SmilexuhcIn the GitHub community, the top solutions for data contests were sorted out, including Top solutions for pure data contests and data contests in the field of natural language processing (NLP). Small partners who are interested in these events can come together to see this full dry sticker.
Pure data contest
Participants were asked to predict the user's ad click probability using artificial intelligence technology based on mass advertising data from the iFLYTEK AI marketing cloud. The competition provides five types of data, including basic advertising data, advertising material information, media information, user information and context information, A total of 1001650 preliminary test data and 1998350 trial data (retrial training data: preliminary data retrial data).

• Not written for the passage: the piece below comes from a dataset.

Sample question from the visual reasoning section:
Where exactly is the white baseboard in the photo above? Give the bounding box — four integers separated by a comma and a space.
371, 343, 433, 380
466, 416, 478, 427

This competition requires participants to take Ali E-commerce advertisements as the research object, based on the massive real transaction data provided by Taobao platform, to predict the purchasing intention of users through artificial intelligence technology construction. This competition provides participants with five types of data, including basic data, advertising commodity information, user information, context information and store information. The data used in the preliminary contest contains samples of several days; the data of the last day is used to evaluate the results, which are not disclosed to the competitors; and the data of the remaining days are provided to the competitors as training data.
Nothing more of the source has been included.